İçtiğim Su Ankara

Herkesin bildiği gibi Atatürk 27 Aralık 1919'da Ankara'ya geldiğinde, İstanbul'a göre kasaba görünümünde, yokluklar içinde bir şehir bulmuştu. Elindeki özgürlük, cumhuriyet meşalesi tüm ülkeyi aydınlatmaya yetiyordu. Ankara'nın en büyük sıkıntısı susuzluktu. Hamasi olarak irfan susuzluğunu da eklersek, Atatürk ve Ankarayı anlatmış oluruz. Saygılarımla.

yazı resim

İçtiğim su Ankara

Hisarımın her burcu gizlenmiş bir kamera
Kayıp çapa, Gordiom, su yüzünde amfora
Suyu bol, tası hayrat, taş oluklu çeşmeler,
Eski düş, yeni taam, içtiğim su Ankara.

İndiğim ‘Karaoğlan’, ‘Çıkrıkçılar’ uğrağım
Çarşı içi, dingince ‘Cihan’dı dar sokağım
Hacıbayram, Uzunyol, Ulucanlar çepçevre,
Canlanmış birer resim kalan birkaç konağım.
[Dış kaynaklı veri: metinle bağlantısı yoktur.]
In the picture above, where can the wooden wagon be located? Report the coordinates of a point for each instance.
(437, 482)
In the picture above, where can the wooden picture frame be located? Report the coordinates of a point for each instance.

Gel arkadaş dur dinlen çıkımız ortaklaşa
Oylum oylum çizgisi git geriye, dön başa
Bir avuç abıhayat, bir kucak yaşanmış çağ,
Yahya Galip, Tandoğan, Vali Abidin Paşa.

Şişkindere bağları sağ yan Esat, Çankaya
Bu tozlu yollarında seğmenim atlı, yaya
Bülbülderesi müzik, Ahmetlerdi sağdıçın,
Bakıp göstereniyle kendime oldum kahya.

Atatürk Başöğremen, okumak büyük çağrı
Şifasında her bölüm, bal yapan olgun arı
Bir gövdeydi kocaman tarihini yazarım,
Osmanlıca terk oldu, Türkçe yazıydı gayrı

Gördüğün eski yerler düşteki o heyecan
Gelişen adım adım yolun üstünde revan
Köprü üstü, yol çatı yaz sevdası, kış sisi,
Vadisi göl, şelale; park, bahçesi taze kan.

Çağlıyor, çağ atlıyor ve seninle gururlu
Yol çığrından, bulvara devleşti Anadolu
Testileri doldurdu susuz değil asil kan,
Siyaseti saymazsak Başkenti derli toplu.